A year earlier he’d missed Argentina’s best chance in the World Cup final against Germany, and was forging a reputation as a big-game bottler, unable to step up when it really mattered.
The Sarri Connection
After impressing at Empoli, Sarri succeeded Benitez in the summer of 2015 and instantly starting getting the best out of his star striker.
Speaking to Sky Italia in 2015, Sarri said: “What did I say to Higuain in pre-season? I told him he was too lazy, and if he didn’t change his attitude, he’d never become the best centre-forward in the world.
“He in part agreed with that consideration, as he couldn’t get 100 percent out of his capabilities. We spoke clearly, so this turned into an honest and direct rapport that probably helps motivate him.”
The Italian reportedly introduced an individual rankings system based on how the players performed in training, and Higuain was motivated to see his name at the top of the dressing room leaderboard.
“He is a little hard-headed but you just have to know how to handle him,” Sarri told Corriere dello Sport. Even a great player like he is sometimes needs some advice so that he feels as though someone is on his side.

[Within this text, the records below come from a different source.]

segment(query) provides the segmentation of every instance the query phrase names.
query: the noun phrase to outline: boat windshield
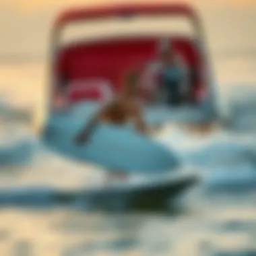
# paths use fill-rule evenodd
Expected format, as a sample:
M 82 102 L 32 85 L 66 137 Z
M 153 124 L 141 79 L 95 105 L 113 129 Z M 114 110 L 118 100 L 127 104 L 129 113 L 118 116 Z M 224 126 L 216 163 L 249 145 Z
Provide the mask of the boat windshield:
M 59 44 L 106 40 L 136 36 L 182 35 L 195 37 L 193 22 L 187 17 L 159 15 L 108 18 L 67 24 L 61 31 Z

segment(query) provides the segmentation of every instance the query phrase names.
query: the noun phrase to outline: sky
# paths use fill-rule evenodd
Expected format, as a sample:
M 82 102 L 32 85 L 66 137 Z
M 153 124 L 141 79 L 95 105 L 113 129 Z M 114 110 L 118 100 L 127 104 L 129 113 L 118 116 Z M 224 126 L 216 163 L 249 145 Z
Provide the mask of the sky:
M 44 55 L 50 28 L 70 6 L 135 0 L 0 0 L 0 57 Z M 141 1 L 152 1 L 147 0 Z M 245 51 L 256 46 L 256 0 L 188 0 L 199 11 L 214 51 Z
M 56 15 L 71 6 L 138 1 L 0 0 L 0 94 L 6 92 L 15 104 L 41 106 L 43 112 L 47 61 L 40 61 L 40 58 L 47 59 L 49 32 Z M 198 9 L 202 18 L 215 70 L 214 76 L 218 83 L 255 83 L 256 0 L 187 1 Z M 220 60 L 220 52 L 230 52 L 237 56 Z M 40 62 L 20 65 L 8 63 L 13 56 L 22 57 L 26 61 L 39 57 Z

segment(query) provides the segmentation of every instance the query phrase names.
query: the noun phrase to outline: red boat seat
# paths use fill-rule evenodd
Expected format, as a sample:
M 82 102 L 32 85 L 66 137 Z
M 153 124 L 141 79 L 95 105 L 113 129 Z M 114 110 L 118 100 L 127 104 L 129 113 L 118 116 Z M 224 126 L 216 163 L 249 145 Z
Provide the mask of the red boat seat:
M 68 87 L 68 98 L 71 102 L 84 99 L 103 101 L 108 100 L 113 94 L 110 84 L 100 79 L 71 82 Z
M 113 92 L 118 92 L 122 88 L 124 73 L 127 70 L 158 57 L 158 38 L 119 38 L 74 44 L 59 53 L 55 72 L 57 76 L 67 77 L 70 82 L 102 77 L 110 82 Z M 201 71 L 201 54 L 190 38 L 172 38 L 172 46 L 183 57 L 189 69 Z M 199 73 L 194 73 L 195 77 L 194 84 L 191 84 L 191 92 L 201 90 L 204 86 Z M 72 85 L 72 82 L 70 84 Z M 96 98 L 98 96 L 96 94 L 95 92 L 79 94 L 77 91 L 71 94 L 71 100 L 78 100 Z

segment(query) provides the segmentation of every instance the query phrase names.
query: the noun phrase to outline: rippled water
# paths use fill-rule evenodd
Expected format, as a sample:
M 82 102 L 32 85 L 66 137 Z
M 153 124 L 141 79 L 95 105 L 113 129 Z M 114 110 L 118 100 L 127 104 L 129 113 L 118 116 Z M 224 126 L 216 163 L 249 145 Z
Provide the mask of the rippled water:
M 5 73 L 6 82 L 14 86 L 17 78 L 11 69 Z M 24 71 L 18 71 L 23 77 Z M 254 82 L 255 73 L 250 73 L 236 72 L 234 79 L 243 75 Z M 36 84 L 38 77 L 28 75 L 23 84 Z M 22 90 L 24 101 L 33 98 L 32 88 L 31 95 Z M 49 204 L 49 187 L 69 192 L 92 187 L 102 183 L 104 171 L 72 163 L 44 149 L 31 134 L 25 136 L 23 128 L 18 134 L 17 127 L 11 131 L 8 127 L 11 143 L 6 135 L 0 149 L 0 255 L 256 255 L 256 119 L 254 97 L 250 104 L 245 98 L 236 103 L 228 131 L 218 129 L 206 136 L 170 127 L 159 135 L 159 141 L 203 175 L 200 185 L 168 212 L 89 212 L 81 203 Z M 249 126 L 249 131 L 241 131 Z M 32 203 L 8 203 L 28 195 Z
M 203 137 L 168 127 L 158 139 L 203 174 L 175 211 L 118 214 L 90 213 L 75 203 L 7 204 L 0 212 L 1 255 L 255 255 L 256 136 L 219 130 Z M 30 143 L 37 151 L 29 164 L 1 168 L 2 191 L 40 185 L 70 191 L 103 179 L 96 167 L 77 166 Z

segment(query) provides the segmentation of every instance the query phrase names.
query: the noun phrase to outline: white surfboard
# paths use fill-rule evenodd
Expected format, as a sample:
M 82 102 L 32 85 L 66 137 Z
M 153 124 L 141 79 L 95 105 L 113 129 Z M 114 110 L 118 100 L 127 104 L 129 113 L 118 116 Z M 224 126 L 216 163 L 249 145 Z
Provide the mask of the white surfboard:
M 89 141 L 75 143 L 83 120 L 59 115 L 49 120 L 42 140 L 51 149 L 71 159 L 127 172 L 164 172 L 180 165 L 169 149 L 130 127 L 100 125 Z

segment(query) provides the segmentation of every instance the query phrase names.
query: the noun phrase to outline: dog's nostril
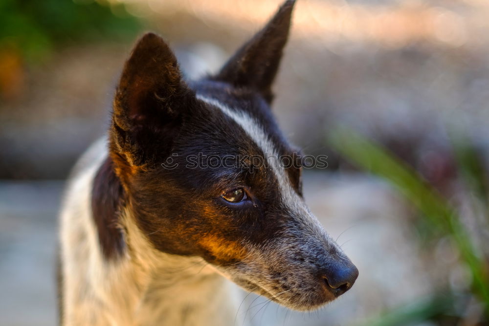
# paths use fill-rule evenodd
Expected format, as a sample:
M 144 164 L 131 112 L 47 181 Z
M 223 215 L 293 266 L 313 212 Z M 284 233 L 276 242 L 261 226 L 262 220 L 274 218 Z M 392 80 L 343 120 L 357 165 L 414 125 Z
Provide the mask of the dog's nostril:
M 349 283 L 343 283 L 338 286 L 332 285 L 330 284 L 327 278 L 323 277 L 323 279 L 324 280 L 324 283 L 326 284 L 326 287 L 332 290 L 336 295 L 343 294 L 348 291 L 348 289 L 350 287 L 350 285 Z
M 335 296 L 340 296 L 349 290 L 358 276 L 358 271 L 354 265 L 347 268 L 330 269 L 323 280 L 326 289 Z

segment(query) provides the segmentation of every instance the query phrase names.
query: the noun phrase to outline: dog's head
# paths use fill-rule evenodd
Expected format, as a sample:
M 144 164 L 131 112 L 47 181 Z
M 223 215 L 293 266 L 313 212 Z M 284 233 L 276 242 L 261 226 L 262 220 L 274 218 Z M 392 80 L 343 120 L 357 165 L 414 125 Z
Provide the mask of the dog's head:
M 160 37 L 143 36 L 117 89 L 110 154 L 156 249 L 200 256 L 247 290 L 309 310 L 348 290 L 358 271 L 306 206 L 300 153 L 270 108 L 293 5 L 195 82 Z

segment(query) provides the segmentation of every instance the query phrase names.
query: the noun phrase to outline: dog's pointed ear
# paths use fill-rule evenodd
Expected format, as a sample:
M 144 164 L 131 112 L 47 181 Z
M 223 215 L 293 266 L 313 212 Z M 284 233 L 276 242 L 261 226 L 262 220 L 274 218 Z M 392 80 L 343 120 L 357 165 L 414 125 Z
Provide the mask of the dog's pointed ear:
M 157 35 L 146 34 L 126 62 L 117 87 L 111 155 L 132 167 L 160 159 L 171 150 L 184 111 L 195 101 L 170 47 Z
M 295 0 L 286 1 L 265 27 L 245 43 L 212 79 L 248 87 L 269 104 L 271 86 L 289 38 Z

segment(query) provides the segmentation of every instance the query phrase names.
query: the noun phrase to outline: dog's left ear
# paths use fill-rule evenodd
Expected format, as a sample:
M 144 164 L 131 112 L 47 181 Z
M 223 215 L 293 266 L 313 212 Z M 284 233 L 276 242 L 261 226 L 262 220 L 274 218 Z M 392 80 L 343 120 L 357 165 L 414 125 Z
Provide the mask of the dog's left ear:
M 259 92 L 269 104 L 271 86 L 287 42 L 295 0 L 286 1 L 265 27 L 245 43 L 211 78 Z

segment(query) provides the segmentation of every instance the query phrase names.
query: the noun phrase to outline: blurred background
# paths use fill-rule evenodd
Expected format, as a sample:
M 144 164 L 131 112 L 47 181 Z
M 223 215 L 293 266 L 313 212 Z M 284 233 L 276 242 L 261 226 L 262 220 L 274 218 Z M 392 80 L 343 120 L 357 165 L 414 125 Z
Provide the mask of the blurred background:
M 105 132 L 137 36 L 160 34 L 196 78 L 281 2 L 0 1 L 0 325 L 56 323 L 64 179 Z M 318 312 L 255 297 L 238 313 L 263 325 L 489 325 L 489 1 L 298 0 L 281 66 L 280 125 L 329 157 L 305 173 L 307 201 L 360 276 Z

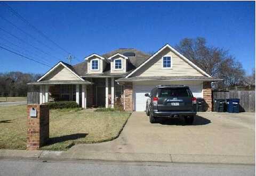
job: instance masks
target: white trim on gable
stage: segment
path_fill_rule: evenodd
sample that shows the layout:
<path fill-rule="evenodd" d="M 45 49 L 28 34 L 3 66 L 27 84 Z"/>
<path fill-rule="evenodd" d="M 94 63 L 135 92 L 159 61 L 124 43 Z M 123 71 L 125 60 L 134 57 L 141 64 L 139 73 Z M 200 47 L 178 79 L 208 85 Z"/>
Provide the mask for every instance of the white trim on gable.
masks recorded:
<path fill-rule="evenodd" d="M 145 65 L 147 63 L 149 62 L 151 60 L 152 60 L 153 58 L 155 57 L 155 56 L 156 56 L 157 54 L 158 54 L 161 52 L 162 52 L 163 50 L 165 49 L 166 48 L 169 48 L 169 49 L 171 49 L 173 53 L 174 53 L 175 54 L 178 55 L 179 57 L 180 57 L 181 58 L 182 58 L 185 61 L 187 62 L 189 65 L 190 65 L 191 66 L 193 66 L 195 69 L 197 70 L 198 71 L 199 71 L 200 73 L 208 77 L 211 78 L 212 77 L 207 74 L 206 72 L 205 72 L 204 71 L 200 69 L 199 67 L 196 66 L 196 64 L 195 64 L 194 63 L 191 62 L 185 56 L 184 56 L 183 55 L 179 53 L 178 51 L 177 51 L 175 49 L 172 48 L 169 44 L 166 44 L 164 46 L 163 46 L 160 49 L 159 49 L 157 52 L 156 52 L 154 54 L 153 54 L 152 56 L 151 56 L 148 59 L 146 60 L 145 62 L 144 62 L 141 65 L 140 65 L 139 66 L 138 66 L 136 69 L 133 70 L 132 72 L 131 72 L 130 74 L 129 74 L 127 76 L 125 77 L 125 78 L 129 78 L 130 76 L 132 75 L 133 73 L 134 73 L 136 71 L 137 71 L 139 69 L 140 69 L 141 67 L 142 67 L 144 65 Z"/>
<path fill-rule="evenodd" d="M 51 68 L 49 71 L 48 71 L 46 73 L 45 73 L 41 78 L 40 78 L 37 82 L 39 82 L 41 80 L 42 80 L 44 78 L 45 78 L 46 76 L 47 76 L 49 74 L 51 73 L 53 70 L 54 70 L 57 67 L 59 66 L 59 65 L 61 65 L 63 66 L 64 66 L 65 68 L 67 69 L 69 71 L 70 71 L 72 73 L 73 73 L 76 77 L 78 78 L 81 80 L 84 81 L 84 80 L 81 77 L 79 77 L 77 74 L 75 73 L 74 71 L 73 71 L 70 69 L 69 69 L 67 65 L 64 64 L 61 61 L 59 62 L 56 65 L 53 66 L 52 68 Z"/>
<path fill-rule="evenodd" d="M 93 57 L 93 56 L 99 57 L 99 58 L 100 58 L 100 59 L 101 59 L 101 60 L 103 60 L 105 59 L 104 57 L 102 57 L 102 56 L 100 56 L 100 55 L 99 55 L 94 53 L 94 54 L 91 54 L 90 55 L 89 55 L 89 56 L 85 57 L 85 58 L 84 58 L 84 60 L 87 60 L 89 59 L 90 58 L 92 57 Z"/>
<path fill-rule="evenodd" d="M 120 57 L 122 57 L 125 59 L 128 59 L 128 57 L 125 56 L 125 55 L 123 55 L 123 54 L 121 54 L 120 53 L 116 53 L 116 54 L 113 55 L 113 56 L 109 57 L 108 58 L 109 60 L 111 60 L 112 58 L 115 57 L 117 56 L 119 56 Z"/>

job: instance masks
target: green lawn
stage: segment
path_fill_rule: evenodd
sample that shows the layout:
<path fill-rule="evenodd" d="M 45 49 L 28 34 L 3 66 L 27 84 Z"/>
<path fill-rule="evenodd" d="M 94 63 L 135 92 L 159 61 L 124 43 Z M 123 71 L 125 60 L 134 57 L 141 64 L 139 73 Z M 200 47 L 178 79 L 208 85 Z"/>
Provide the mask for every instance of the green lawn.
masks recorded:
<path fill-rule="evenodd" d="M 0 97 L 0 102 L 27 102 L 27 97 Z"/>
<path fill-rule="evenodd" d="M 0 148 L 26 149 L 26 105 L 0 107 Z M 50 139 L 41 149 L 66 150 L 75 144 L 114 139 L 130 114 L 79 109 L 51 110 Z"/>

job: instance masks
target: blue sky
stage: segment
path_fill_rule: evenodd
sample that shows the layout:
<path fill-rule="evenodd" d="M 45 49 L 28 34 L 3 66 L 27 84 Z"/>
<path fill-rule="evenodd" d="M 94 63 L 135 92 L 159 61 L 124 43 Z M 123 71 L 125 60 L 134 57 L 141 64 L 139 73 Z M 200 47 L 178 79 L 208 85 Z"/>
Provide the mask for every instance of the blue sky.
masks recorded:
<path fill-rule="evenodd" d="M 254 2 L 5 3 L 75 56 L 73 64 L 92 53 L 102 54 L 119 48 L 155 52 L 166 43 L 175 46 L 185 37 L 203 37 L 209 45 L 228 50 L 247 73 L 255 65 Z M 28 44 L 0 30 L 0 46 L 51 65 L 59 60 L 67 62 L 67 53 L 2 4 L 0 16 L 1 28 Z M 43 73 L 49 69 L 1 48 L 0 59 L 0 72 Z"/>

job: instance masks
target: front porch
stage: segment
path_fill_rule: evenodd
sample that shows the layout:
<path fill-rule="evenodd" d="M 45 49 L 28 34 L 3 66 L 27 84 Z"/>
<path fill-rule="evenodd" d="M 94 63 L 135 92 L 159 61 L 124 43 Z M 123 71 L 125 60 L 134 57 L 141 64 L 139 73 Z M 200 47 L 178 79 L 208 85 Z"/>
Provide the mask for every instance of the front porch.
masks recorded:
<path fill-rule="evenodd" d="M 75 101 L 80 107 L 114 108 L 123 106 L 123 86 L 115 81 L 119 78 L 91 78 L 85 82 L 40 81 L 30 84 L 39 86 L 40 104 L 52 101 Z M 87 82 L 90 82 L 90 84 Z"/>

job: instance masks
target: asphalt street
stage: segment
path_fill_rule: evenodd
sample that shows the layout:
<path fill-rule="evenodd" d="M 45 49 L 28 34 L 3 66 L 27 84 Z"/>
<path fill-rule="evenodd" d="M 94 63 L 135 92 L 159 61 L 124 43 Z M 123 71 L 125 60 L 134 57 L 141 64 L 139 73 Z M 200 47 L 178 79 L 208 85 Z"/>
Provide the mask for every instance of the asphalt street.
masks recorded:
<path fill-rule="evenodd" d="M 0 159 L 0 175 L 254 175 L 249 165 Z"/>
<path fill-rule="evenodd" d="M 0 106 L 20 105 L 25 105 L 26 104 L 27 104 L 27 102 L 0 102 Z"/>

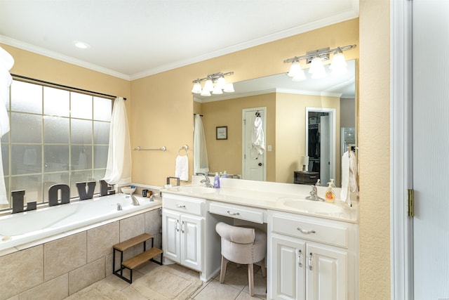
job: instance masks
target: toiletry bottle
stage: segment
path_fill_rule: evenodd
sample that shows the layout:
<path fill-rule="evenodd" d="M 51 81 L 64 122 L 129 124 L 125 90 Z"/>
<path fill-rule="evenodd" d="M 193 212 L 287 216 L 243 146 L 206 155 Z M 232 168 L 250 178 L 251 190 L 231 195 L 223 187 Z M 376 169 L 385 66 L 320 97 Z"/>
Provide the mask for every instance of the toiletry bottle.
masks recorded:
<path fill-rule="evenodd" d="M 326 191 L 326 201 L 330 203 L 333 203 L 335 200 L 335 194 L 332 189 L 335 185 L 334 185 L 333 179 L 332 181 L 328 183 L 328 189 Z"/>
<path fill-rule="evenodd" d="M 215 173 L 215 176 L 213 178 L 213 187 L 215 188 L 220 188 L 220 176 L 218 173 Z"/>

“Higuain is a very sensitive guy, and up to this point he has been trying to keep up an image that doesn’t really go with his real character. He is not only the best forward in the world, but he is also a man with very genuine feelings that are hidden behind that image.”
The striker himself credits his manager with improving his form, going on record to say “Sarri has given me peace of mind” during their one season together.
After moving to Juventus the following summer, he again had special words for his former boss: “Sarri made me grow and he has been a great coach for me, and if he’s angry about me leaving without saying goodbye to him, then I apologise. I can only thank him.”
It’s difficult to overstate quite how impressive Higuain was during the 2015-16 campaign, but the bare numbers illustrate it well. 36 league goals is the most scored in the history of Serie A, beating Gunnar Nordahl’s record that had stood for 66 years.
Think of the classic Serie A strikers that never achieved such a feat: Zlatan Ibrahimovic, Alessandro Del Piero, Gabriel Batistuta, Ronaldo Nazario, Andriy Shevchenko. None of them were ever even close.
It was double the tally Higuain managed in the previous season and one more than across the previous two seasons working under Benitez.
He might have scored even more had he not received a three-match suspension in the final few weeks of the season, but that wasn’t going to stop him chasing down the record – he snatched it on the final day of the season with a hat-trick, his first of the campaign, against Frosinone.
After scoring the third to clinch the record, Higuain ran over to his manager to celebrate, crediting him with making it happen.
Afterwards, he said: “I thank Maurizio Sarri, absolutely, which is why after the third goal I went to hug him on the touchline. He helped me so much, he always told me what I had to do in order to improve and I always listened.”
Having been unceremoniously forced out at Juventus, followed by an underwhelming few months in Milan, once again Higuain needs a shot in the arm.
There’s no better manager for him to work with to make that happen.